La Contaduría de la Nación es la representación de la burocracia uruguaya. Todo va con calma. El eco de los sellos estampándose en los documentos resuena en todo el edificio. Los mostradores están hechos de madera de roble. Sus funcionarios pasean hipnotizados por el placer de una vida segura. Tal vez esperando una nueva reunión de los gerentes para ver si finalmente se confirma algún aumento de sueldo, como sucede en El presupuesto, el relato que abre Montevideanos. En las filas de espera a los mostradores se forman tertulias pacientes y resignadas.

En el edificio hay una pequeña biblioteca y un recuerdo para Benedetti. Aún se puede visitar su oficina. Pero para que eso ocurra hay que esperar que un guarda llame a otro guarda para que avise al subalterno que a su vez avise al funcionario encargado de las visitas. Pero la cadena, a su ritmo, funciona. Y llega Daniel Blanco, con un paso amable, un paso que evoca el bamboleo de los elefantes. Y nos muestra el edificio, la biblioteca, las salas. Y, mientras tanto, perora sobre el carácter calmoso del uruguayo, ya saben, somos así, este es el ritmo nuestro, nos gustan las tardecitas, los mates, tampoco hay que tener tanta prisa. Y mientras habla como quien está recitando una lección en el colegio. Todo el tiempo menciona a Mario, sus poemas, sus cuentos. Pero llega el momento de la verdad y Ariel le pregunta si ha leído a Benedetti. “No, la verdad es que no he tenido la oportunidad. Ya sabe. Muchas veces hay tanto que hacer por acá...”

Exilio y desexilio

Ariel Silva confiesa que Mario siempre añoraba Montevideo, aunque pasó mucho tiempo fuera de la ciudad, ya fuera por compromisos, por decisión personal y, claro, por el exilio. En sus últimos años, Benedetti huía del invierno como quien huye de un mal sueño. Vivía el verano de Montevideo y el verano de Madrid. El calendario y la simetría climática de los hemisferios le favorecía en esa huida del frío.

Benedetti se pasó doce años en el exilio y siempre soñaba con volver. “Vuelvo, quiero creer que estoy volviendo/ con mi mejor y mi peor historia/ conozco este camino de memoria/ pero igual me sorprendo”. Nostalgia de Montevideo en el exilio, pero también “nostalgias del exilio” una vez que éste acabó. El escritor siempre aseguró que un exiliado ya era exiliado para toda la vida, aunque volviera, “y eso que yo era los que ponía la ropa de la maleta en el closet; otros no deshacían las maletas ni siquiera”. La palabra desexilio, que él mismo inventó, lo acompañó para siempre, como espejo frontal al exilio.
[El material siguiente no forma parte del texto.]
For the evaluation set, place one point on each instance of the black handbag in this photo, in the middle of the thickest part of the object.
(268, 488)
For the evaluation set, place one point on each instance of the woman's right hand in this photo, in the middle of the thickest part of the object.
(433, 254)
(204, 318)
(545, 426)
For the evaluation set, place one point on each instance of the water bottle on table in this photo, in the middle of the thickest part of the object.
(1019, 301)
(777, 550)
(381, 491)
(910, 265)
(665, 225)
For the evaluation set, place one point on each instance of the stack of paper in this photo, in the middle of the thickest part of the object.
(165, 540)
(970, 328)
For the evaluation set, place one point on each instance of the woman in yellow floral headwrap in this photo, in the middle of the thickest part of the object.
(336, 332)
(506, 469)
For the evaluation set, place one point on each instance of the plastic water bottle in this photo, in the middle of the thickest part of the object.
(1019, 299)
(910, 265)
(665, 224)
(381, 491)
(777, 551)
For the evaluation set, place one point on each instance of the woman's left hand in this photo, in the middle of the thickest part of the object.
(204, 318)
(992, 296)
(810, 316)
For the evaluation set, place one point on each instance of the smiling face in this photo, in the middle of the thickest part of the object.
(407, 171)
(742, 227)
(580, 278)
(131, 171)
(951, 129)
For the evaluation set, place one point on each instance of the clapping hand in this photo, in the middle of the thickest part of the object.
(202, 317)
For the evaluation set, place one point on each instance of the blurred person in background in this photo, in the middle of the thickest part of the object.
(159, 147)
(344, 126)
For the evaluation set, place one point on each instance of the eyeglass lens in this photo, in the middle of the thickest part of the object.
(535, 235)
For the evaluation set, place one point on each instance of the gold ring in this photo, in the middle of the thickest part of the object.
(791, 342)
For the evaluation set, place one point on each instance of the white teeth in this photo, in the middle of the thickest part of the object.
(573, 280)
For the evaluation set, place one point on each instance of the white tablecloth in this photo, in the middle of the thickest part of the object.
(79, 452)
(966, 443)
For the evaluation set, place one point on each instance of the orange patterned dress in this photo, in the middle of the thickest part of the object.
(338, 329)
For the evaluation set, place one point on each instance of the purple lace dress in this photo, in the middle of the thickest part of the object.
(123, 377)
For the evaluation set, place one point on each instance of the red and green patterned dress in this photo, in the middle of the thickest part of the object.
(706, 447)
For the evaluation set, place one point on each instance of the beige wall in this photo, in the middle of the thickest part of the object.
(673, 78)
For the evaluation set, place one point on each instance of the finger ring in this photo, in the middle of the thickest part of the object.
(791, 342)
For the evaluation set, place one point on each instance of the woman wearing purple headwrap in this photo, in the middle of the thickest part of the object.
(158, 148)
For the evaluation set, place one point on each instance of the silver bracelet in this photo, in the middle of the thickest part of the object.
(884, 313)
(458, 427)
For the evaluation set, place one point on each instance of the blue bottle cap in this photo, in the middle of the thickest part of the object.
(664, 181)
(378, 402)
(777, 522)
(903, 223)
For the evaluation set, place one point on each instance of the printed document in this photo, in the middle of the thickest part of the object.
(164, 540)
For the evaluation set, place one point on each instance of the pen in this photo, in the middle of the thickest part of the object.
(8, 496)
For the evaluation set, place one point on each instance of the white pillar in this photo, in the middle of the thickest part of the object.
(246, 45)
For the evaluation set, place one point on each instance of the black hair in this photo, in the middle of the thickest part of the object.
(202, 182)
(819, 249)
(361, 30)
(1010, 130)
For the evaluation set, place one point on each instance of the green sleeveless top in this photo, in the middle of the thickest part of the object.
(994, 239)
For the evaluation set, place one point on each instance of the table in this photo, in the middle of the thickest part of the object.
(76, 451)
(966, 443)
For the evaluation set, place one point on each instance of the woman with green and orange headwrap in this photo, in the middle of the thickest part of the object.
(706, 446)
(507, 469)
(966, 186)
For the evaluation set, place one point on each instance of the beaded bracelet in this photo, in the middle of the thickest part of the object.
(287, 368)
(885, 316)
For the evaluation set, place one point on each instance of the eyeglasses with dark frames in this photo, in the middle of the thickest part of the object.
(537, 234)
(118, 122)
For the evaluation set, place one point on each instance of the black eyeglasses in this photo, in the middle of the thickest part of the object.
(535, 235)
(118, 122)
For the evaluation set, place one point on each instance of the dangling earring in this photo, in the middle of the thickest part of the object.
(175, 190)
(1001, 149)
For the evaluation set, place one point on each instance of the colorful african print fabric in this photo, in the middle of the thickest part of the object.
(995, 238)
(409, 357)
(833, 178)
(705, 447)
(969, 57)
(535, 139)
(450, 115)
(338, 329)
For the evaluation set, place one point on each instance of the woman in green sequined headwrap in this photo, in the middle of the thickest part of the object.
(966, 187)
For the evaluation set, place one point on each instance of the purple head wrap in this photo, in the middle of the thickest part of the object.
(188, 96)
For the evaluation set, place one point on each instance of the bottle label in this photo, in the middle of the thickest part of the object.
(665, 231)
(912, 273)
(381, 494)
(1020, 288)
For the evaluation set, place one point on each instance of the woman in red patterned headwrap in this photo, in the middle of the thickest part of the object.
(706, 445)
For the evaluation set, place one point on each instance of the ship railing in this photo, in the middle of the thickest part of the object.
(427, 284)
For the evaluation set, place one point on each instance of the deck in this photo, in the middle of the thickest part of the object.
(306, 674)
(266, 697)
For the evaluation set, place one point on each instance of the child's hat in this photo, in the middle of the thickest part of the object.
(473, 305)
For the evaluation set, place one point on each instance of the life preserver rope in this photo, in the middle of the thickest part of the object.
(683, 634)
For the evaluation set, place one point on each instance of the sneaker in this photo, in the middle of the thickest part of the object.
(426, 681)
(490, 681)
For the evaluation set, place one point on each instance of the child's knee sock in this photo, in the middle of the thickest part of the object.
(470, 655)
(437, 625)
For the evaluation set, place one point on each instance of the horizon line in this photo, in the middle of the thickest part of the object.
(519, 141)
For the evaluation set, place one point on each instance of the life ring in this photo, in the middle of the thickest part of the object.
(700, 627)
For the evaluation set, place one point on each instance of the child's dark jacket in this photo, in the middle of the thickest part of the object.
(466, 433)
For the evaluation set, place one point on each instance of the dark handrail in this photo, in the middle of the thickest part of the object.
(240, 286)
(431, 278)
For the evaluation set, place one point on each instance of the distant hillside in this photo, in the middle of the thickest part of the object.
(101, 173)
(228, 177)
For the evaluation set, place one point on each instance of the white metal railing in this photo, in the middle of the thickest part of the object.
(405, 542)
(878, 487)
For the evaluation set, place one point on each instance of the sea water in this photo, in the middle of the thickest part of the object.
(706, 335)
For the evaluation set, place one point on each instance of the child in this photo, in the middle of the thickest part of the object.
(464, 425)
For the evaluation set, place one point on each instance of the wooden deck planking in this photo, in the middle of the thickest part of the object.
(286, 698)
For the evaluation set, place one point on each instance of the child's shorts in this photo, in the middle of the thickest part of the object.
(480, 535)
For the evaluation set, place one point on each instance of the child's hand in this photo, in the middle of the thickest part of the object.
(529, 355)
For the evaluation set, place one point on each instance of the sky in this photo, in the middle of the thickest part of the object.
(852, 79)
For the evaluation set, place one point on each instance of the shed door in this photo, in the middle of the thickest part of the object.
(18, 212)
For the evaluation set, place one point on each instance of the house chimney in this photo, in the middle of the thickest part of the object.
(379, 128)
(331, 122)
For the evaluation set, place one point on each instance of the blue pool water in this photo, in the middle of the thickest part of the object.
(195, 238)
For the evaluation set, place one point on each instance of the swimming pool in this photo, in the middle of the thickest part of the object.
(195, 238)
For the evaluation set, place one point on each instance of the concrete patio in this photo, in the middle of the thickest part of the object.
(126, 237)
El pasado 17 de mayo se cumplió el quinto aniversario de la muerte del escritor. El último día de ese mismo mes se cumplió la última voluntad de Mario y sus restos fueron trasladados al nicho donde estaba su mujer, Luz López Alegre, en el Cementerio Central de Montevideo. En ese pequeño homenaje estuvo presente el cantautor Daniel Viglietti, voz y guitarra de Benedetti, y otros muchos amigos del escritor. Después del acto todo quedó empapado en silencio, en un simpático y paciente silencio montevideano. Y el exilio -o el desexilio- era aquella quietud definitiva.